Peekaboo Architecture Overview

This document provides a high-level overview of how Tachikoma and PeekabooCore work together to provide AI-powered macOS automation capabilities.

#System Architecture

#Core Components

┌─────────────────┐
│   Tachikoma     │  AI models + streaming
└────────┬────────┘
         │
┌────────▼────────┐      ┌────────────────────┐      ┌────────────────────┐
│ PeekabooAutomation│◄───►│ PeekabooAgentRuntime │◄───►│  PeekabooVisualizer  │
│ UI/system services│      │ Agent + MCP runtime │      │ Visual feedback stack │
└────────┬────────┘      └──────────┬──────────┘      └──────────┬──────────┘
         │                           │                           │
         └───────────────┬───────────┴───────────┬───────────────┘
                         ▼                       ▼
                  ┌─────────────┐        ┌──────────────┐
                  │  PeekabooCore│        │   Apps / CLI │
                  │ (umbrella)   │        │  consumers   │
                  └─────────────┘        └──────────────┘

PeekabooAutomation – houses all automation-facing code (configuration, capture, application/menu/window services, snapshot management, typed models). Anything that touches Accessibility, ScreenCaptureKit, or on-host configuration lives here.
PeekabooVisualizer – standalone visual feedback layer (VisualizationClient, event store, presets) used by automation and apps.
PeekabooAgentRuntime – MCP tools, ToolRegistry/formatters, and the agent service itself. Depends on PeekabooAutomation for services/data models and on PeekabooVisualizer for status tokens.
PeekabooCore – thin umbrella (_exported imports + PeekabooServices convenience container). Apps/CLI keep importing PeekabooCore, but large features can now link the more focused products directly. Whoever instantiates PeekabooServices is responsible for calling installAgentRuntimeDefaults() so MCP tools and the ToolRegistry share that instance.
Tachikoma – still the AI provider surface that the runtime modules call through.

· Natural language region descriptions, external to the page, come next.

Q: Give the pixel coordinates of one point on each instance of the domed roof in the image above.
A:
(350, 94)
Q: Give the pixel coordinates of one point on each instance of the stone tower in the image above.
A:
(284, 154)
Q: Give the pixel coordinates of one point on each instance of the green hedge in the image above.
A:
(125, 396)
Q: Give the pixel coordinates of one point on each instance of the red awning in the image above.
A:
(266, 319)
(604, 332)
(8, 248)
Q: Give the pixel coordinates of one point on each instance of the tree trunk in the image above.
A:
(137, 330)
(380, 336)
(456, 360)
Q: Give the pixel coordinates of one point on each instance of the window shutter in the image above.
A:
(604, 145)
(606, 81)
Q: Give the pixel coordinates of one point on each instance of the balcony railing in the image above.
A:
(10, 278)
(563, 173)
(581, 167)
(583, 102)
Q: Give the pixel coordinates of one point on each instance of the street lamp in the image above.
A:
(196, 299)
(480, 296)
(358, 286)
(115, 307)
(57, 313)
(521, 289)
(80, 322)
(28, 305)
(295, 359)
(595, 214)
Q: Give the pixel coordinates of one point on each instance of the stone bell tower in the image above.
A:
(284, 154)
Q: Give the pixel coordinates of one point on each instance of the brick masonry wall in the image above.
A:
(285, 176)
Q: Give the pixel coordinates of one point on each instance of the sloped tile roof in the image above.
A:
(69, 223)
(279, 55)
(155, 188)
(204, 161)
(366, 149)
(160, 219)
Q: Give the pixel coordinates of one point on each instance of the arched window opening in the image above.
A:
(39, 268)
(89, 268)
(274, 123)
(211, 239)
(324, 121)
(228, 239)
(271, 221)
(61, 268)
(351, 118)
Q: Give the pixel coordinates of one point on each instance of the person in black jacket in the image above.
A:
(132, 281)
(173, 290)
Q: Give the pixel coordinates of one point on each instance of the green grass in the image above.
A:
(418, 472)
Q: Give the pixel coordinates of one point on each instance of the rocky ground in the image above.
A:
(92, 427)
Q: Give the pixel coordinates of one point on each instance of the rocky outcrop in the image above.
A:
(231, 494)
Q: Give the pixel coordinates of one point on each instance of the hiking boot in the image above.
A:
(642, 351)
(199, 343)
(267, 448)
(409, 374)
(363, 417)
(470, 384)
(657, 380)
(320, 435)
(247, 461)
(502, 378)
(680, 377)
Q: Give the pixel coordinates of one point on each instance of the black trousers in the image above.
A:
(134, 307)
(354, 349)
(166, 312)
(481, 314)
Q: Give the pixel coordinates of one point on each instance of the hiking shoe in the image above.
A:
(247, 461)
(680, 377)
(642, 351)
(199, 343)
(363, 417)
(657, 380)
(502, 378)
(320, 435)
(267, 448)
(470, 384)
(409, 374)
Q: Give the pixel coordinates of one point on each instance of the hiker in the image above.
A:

See

providers.md for the current provider and model catalog.

#Dependency Flow

Tachikoma (AI Model Management)

Provides AIModelProvider for dependency injection.
Manages provider/model registry, model selection, and capability metadata.
Handles API configuration and credential management.

PeekabooAutomation

Depends on Tachikoma for provider metadata and PeekabooVisualizer for optional UI feedback.
Exposes pure Swift protocols (ApplicationServiceProtocol, LoggingServiceProtocol, etc.) plus concrete implementations (MenuService, ScreenCaptureService, ProcessService, etc.).
Owns persisted models such as CaptureTarget, AutomationAction, UIElement, SnapshotInfo, and shared helper utilities.

PeekabooAgentRuntime

Imports PeekabooAutomation for services/models and hosts MCP/agent tooling (PeekabooAgentService, MCPToolContext, ToolRegistry, CLI/MCP formatters).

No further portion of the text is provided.